---
name: bio-copy-number-cnvkit-analysis
description: Detect somatic and germline copy number variants from targeted, exome, and whole-genome sequencing with CNVkit, a read-depth caller that combines on-target and off-target (antitarget) coverage. Covers panel-of-normals construction, flat-reference tumor-only calling, hybrid/amplicon/WGS modes, CBS vs HMM segmentation selection, purity-aware integer calling, and reconciliation against GATK and allele-specific callers. Use when calling CNVs from hybrid-capture panels or exomes, deciding whether CNVkit (depth-only) is the right tool versus an allele-specific caller, building a panel of normals, diagnosing flat-reference false positives, or interpreting log2 ratios into copy-number states.
tool_type: cli
primary_tool: cnvkit
---

## Version Compatibility

Reference examples tested with: CNVkit 0.9.10+, samtools 1.19+, bedtools 2.31+, Python 3.10+, R 4.3+ with DNAcopy 1.76+.

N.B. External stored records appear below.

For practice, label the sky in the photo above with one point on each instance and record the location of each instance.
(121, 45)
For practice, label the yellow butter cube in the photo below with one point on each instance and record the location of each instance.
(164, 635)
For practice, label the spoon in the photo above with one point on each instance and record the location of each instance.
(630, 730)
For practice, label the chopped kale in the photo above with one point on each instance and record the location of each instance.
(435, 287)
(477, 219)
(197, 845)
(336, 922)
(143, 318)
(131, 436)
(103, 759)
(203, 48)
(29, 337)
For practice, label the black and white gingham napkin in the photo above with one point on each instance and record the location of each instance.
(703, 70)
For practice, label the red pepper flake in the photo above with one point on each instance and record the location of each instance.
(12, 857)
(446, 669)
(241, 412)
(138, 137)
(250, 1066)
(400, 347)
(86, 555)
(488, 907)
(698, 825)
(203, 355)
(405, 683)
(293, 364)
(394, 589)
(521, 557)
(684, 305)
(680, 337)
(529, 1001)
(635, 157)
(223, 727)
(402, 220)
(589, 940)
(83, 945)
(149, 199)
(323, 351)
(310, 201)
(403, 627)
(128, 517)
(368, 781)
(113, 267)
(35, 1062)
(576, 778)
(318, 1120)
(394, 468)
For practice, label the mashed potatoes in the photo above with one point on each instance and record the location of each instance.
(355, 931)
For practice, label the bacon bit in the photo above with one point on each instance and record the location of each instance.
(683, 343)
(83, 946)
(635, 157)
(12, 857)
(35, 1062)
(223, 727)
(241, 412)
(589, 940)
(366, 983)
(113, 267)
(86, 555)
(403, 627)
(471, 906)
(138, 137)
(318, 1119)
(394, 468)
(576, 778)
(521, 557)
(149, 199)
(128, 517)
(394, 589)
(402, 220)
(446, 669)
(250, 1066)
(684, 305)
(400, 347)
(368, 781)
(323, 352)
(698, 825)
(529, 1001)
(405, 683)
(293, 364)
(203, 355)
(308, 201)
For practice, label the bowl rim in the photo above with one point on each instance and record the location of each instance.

Before using code patterns, verify installed versions match. If versions differ:
- CLI: `cnvkit.py version` then `cnvkit.py batch --help` to confirm flags
- Python: `pip show cnvkit` then `python -c "import cnvlib; help(cnvlib.read)"`
- R: `packageVersion('DNAcopy')` (CBS backend)

If a command throws an unrecognized-argument or AttributeError, introspect the installed version and adapt the example rather than retrying. CNVkit segmentation methods (`hmm`, `hmm-tumor`, `hmm-germline`) depend on `pomegranate`; CBS depends on Bioconductor `DNAcopy`.

# CNVkit Copy Number Analysis

**"Detect copy number variants from my exome / panel data"** -> Run a read-depth pipeline: normalize on-target and off-target coverage against a reference, segment the log2-ratio profile, and call gains/losses. CNVkit is a *depth-only* caller — it estimates **relative** copy number and cannot, on its own, resolve tumor purity, ploidy, or allele-specific state. Choosing CNVkit is a decision that the experiment does not require allelic resolution.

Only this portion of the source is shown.